Tallinn Ambulance suggests that in the current extremely hot weather, sun exposure should be taken with caution and water intake must be sufficient.
"Last weekend, an ambulance was called in Tallinn for eight patients whose complaints could be attributed to hot weather, whether it was sunstroke or heat stress. Some people developed symptoms at work or at work, and some in the evening after a long day in the sun,” said Dr. Raul Adlas, Chief of Tallinn Ambulance. "So far, fortunately, the hot weather has not brought us serious illnesses, but it definitely pays to be careful that the heat wave does not cause health problems."
When working or being outdoors during the day, you should find time to cool down at least once an hour - either in the shade outdoors or in a room with a climate system. Clothes should be breathable and allow sweat to evaporate. When outdoors, a light headgear is needed to avoid sunlight.
Drink 2 to 2.5 liters of water a day.
For the elderly and people with chronic illnesses, all errands should be run before noon. The rest of the day should be away from the sun - indoors or in the shade.
Parents need to make sure that children are not left in the car - the car heats up to a critical temperature very quickly.

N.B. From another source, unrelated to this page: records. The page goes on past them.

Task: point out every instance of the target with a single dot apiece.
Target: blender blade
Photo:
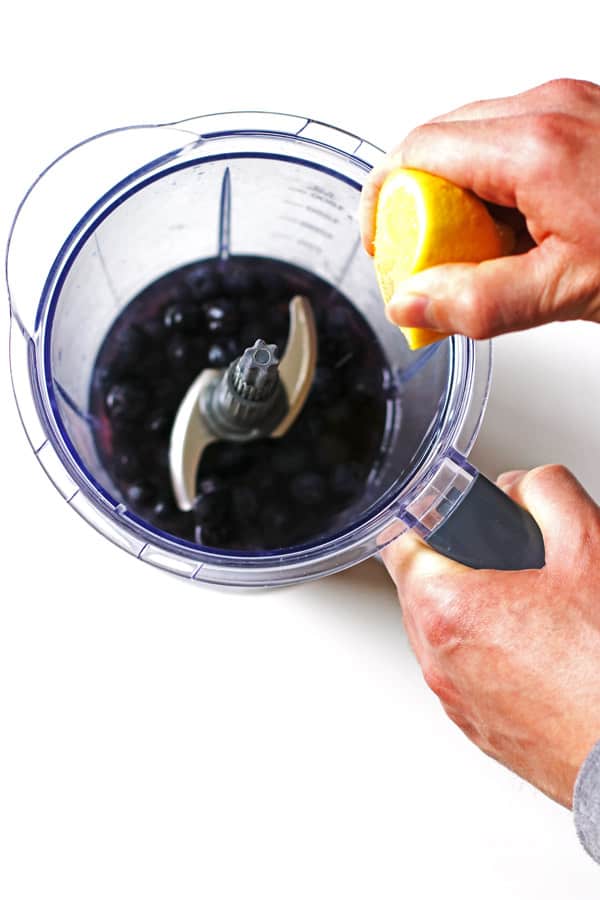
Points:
(222, 404)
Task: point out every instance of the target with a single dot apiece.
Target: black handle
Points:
(488, 530)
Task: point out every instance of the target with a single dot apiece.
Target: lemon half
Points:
(423, 220)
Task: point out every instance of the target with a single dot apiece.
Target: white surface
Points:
(160, 740)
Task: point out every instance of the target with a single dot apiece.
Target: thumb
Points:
(483, 299)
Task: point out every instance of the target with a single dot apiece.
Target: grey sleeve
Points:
(586, 804)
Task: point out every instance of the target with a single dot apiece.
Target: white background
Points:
(160, 740)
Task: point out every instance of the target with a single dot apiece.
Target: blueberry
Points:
(222, 317)
(222, 353)
(102, 377)
(252, 331)
(289, 459)
(212, 502)
(130, 344)
(126, 464)
(311, 425)
(126, 402)
(272, 287)
(169, 395)
(263, 478)
(216, 534)
(330, 449)
(161, 457)
(159, 422)
(155, 331)
(183, 317)
(275, 520)
(341, 414)
(365, 382)
(308, 488)
(204, 284)
(279, 318)
(238, 279)
(250, 309)
(140, 493)
(245, 502)
(347, 479)
(184, 353)
(339, 320)
(164, 510)
(327, 386)
(226, 458)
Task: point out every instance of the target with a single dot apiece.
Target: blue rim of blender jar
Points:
(71, 458)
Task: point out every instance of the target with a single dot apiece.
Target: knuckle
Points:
(550, 138)
(440, 625)
(478, 315)
(550, 474)
(436, 681)
(569, 90)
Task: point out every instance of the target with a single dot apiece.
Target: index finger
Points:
(477, 154)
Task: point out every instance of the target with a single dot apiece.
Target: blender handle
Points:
(488, 530)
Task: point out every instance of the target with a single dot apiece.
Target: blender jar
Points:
(119, 211)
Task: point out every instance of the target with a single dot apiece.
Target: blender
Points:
(116, 216)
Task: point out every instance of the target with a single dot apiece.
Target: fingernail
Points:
(413, 310)
(508, 479)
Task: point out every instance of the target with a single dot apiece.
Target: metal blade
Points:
(189, 438)
(298, 364)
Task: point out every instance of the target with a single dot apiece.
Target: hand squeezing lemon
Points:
(423, 220)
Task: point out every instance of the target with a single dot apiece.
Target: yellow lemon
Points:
(423, 220)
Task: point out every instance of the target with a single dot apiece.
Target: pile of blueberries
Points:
(260, 495)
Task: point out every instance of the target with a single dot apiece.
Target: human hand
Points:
(514, 657)
(537, 154)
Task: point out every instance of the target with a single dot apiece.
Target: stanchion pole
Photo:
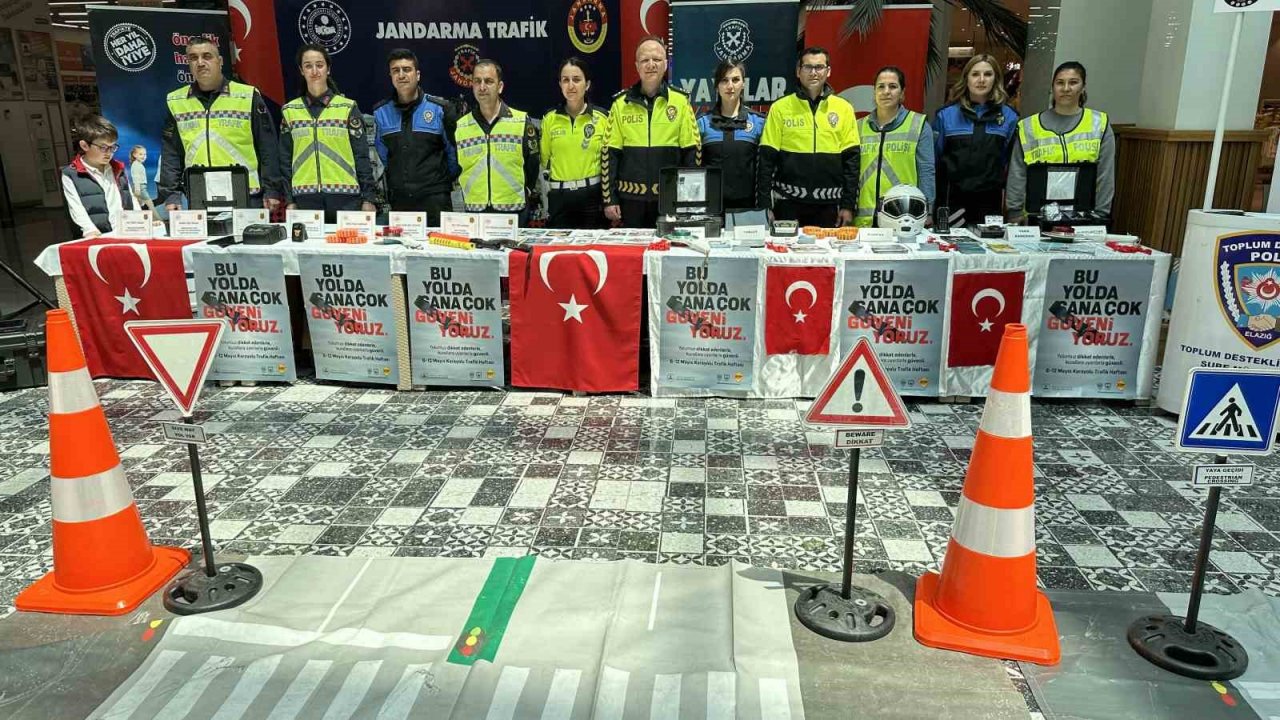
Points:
(1216, 155)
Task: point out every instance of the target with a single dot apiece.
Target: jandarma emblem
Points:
(325, 23)
(734, 41)
(588, 24)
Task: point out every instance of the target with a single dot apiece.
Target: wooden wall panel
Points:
(1161, 176)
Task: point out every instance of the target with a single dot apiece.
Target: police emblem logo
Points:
(465, 58)
(734, 41)
(1248, 286)
(588, 24)
(325, 23)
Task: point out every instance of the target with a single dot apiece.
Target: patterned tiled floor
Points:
(341, 470)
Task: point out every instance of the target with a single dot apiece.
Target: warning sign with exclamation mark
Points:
(859, 395)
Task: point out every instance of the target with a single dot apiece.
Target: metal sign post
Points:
(862, 399)
(181, 354)
(1223, 411)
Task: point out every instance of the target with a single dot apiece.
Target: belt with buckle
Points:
(574, 185)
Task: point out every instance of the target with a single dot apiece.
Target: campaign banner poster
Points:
(350, 313)
(901, 39)
(900, 306)
(247, 288)
(526, 37)
(140, 54)
(1092, 331)
(707, 329)
(455, 328)
(758, 32)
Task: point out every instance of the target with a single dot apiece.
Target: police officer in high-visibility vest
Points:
(652, 127)
(497, 149)
(809, 151)
(323, 144)
(218, 122)
(896, 147)
(572, 136)
(1068, 133)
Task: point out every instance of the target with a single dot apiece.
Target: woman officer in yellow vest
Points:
(570, 153)
(323, 144)
(1065, 133)
(897, 147)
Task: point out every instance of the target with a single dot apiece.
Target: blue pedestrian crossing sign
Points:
(1229, 411)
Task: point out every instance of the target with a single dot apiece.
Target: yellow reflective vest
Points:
(801, 149)
(223, 135)
(645, 137)
(571, 146)
(493, 163)
(323, 158)
(887, 159)
(1080, 145)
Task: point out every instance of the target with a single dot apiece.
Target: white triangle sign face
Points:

If you plan to spend time with the group, a sober group leader must be agreed in advance who will make sure that no one (especially someone who has been drinking alcohol) falls asleep exposed to the sun.
First aid for a person suffering from heat is as follows: take him/her to a cool room - air-conditioned building, shop or a car. Give cool water to drink and remove excess clothing. Let them rest.
If necessary, call the Family Doctor's Advice Line 1220 for guidance. If a person falls unconscious, call an ambulance.
Pet owners must also be aware in hot weather - animals must not be left in the car and they must receive plenty of water.